EL DON DEL PADRE A LA HUMANIDAD

El gran designio del Padre, que dominó toda la obra de la creación y de la redención, consistía en hacernos sus hijos, en elevarnos a la filiación divina, mediante la participación en la filiación de su Hijo divino. Este designio se llevó a cabo por el sacrificio redentor de Jesús. “Miren qué amor nos ha tenido el Padre para llamarnos hijos de Dios, ¡pues lo somos!” (1Jn 3,1). Al hacernos sus hijos adoptivos en Cristo, el Padre asumió una nueva relación de paternidad con nosotros. No solo nos decimos sino que somos en realidad hijos de nuestro Padre Dios.

Es tan especial esta paternidad que Jesús resucitado ya nos dice: “Me voy a mi Padre y vuestro Padre” (Jn 20,17). Esta paternidad nos hace hermanos de Jesús, el Unigénito del Padre. Por eso, el mismo Jesús, después de la resurrección, nos llama sus hermanos. Así lo confirmó en su aparición a las santas mujeres: “Vayan y anuncien a mis hermanos que vayan a Galilea: allí me verán” (Mt 28, 10).

Como nos damos cuenta, las primeras palabras de Jesús resucitado encierran el anuncio del regalo de la nueva paternidad asumida por el Padre respecto a todos los redimidos. Es este el gran regalo que hace Jesús a los redimidos, como consecuencia de su resurrección. Nos comunica su propia riqueza, su intimidad con el Padre. Les comunica que, a partir de la resurrección, el Padre suyo es, también, el Padre de todos ellos. Casi con una especie de impaciencia se apresura a darles a conocer ese don a sus apóstoles, incluso antes de encontrarse con ellos. Jesús, que sabe en su justo valor lo que es la paternidad del Padre, se sentía feliz de hacer que sus discípulos así lo apreciasen.
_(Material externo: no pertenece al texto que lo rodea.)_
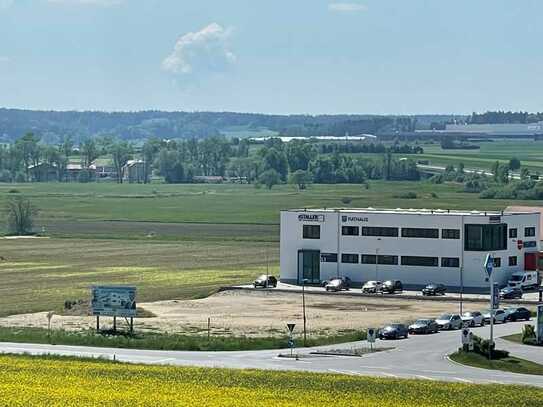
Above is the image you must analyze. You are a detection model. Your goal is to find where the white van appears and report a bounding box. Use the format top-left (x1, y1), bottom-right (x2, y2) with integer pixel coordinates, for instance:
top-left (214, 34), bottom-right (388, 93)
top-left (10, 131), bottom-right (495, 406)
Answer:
top-left (507, 271), bottom-right (540, 290)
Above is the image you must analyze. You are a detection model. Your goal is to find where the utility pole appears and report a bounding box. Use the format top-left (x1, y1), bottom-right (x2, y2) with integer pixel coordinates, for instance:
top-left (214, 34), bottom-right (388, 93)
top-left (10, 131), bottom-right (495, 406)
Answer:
top-left (302, 278), bottom-right (307, 347)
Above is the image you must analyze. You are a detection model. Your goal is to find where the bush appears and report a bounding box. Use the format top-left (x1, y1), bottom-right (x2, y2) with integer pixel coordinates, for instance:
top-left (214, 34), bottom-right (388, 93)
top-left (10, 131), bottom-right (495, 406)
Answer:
top-left (522, 325), bottom-right (536, 345)
top-left (473, 335), bottom-right (509, 359)
top-left (394, 191), bottom-right (417, 199)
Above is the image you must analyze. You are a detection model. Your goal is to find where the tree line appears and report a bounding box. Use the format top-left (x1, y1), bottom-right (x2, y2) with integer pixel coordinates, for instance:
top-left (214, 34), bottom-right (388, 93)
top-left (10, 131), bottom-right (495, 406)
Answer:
top-left (0, 133), bottom-right (423, 188)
Jesús no pudo hacernos un regalo más generoso y mas grande que el don de su propio Padre a sus redimidos, para que en adelante fuera también nuestro querido Padre. Es este el fruto más hermoso del sacrificio redentor, fruto sumamente deseado por el miso Padre.

Es verdad que ya por la creación, el Padre muestra un amor paternal por los seres que hace existir con su poder soberano. Pero este amor se manifiesta en el más alto grado cuando el Padre entrega a su Hijo único por la salvación y la restauración del hombre: “Tanto amó el Padre al mundo, que le dio a su Hijo único, para que todo el que crea en Él, no perezca sino que tenga vida eterna” (Jn 3, 16). Su corazón de Padre puede prodigarse entonces plenamente; se trata de la nueva paternidad que se deriva de la resurrección de Jesucristo. Cuando el Padre recoge el fruto de la resurrección, recoge al mismo tiempo la fecundidad del don generoso que hizo de su Hijo. Se trata, por tanto, de una paternidad nueva, prevista y deseada ya desde el origen, que transforma el horizonte de la vida humana como consecuencia de la resurrección.

Necesitamos descubrir o volver a nuestro Padre Dios, a su amor, a la inmensidad de este amor. Como sus hijos debemos vivir de su amor, mostrar la generosidad de este amor, amando a todos, aún a los enemigos, pues también son sus hijos. Y esto, porque así se comporta el Padre, “que hace salir su solo sobre buenos y malos y manda la lluvia sobre justos e injustos” (Mt 5,45).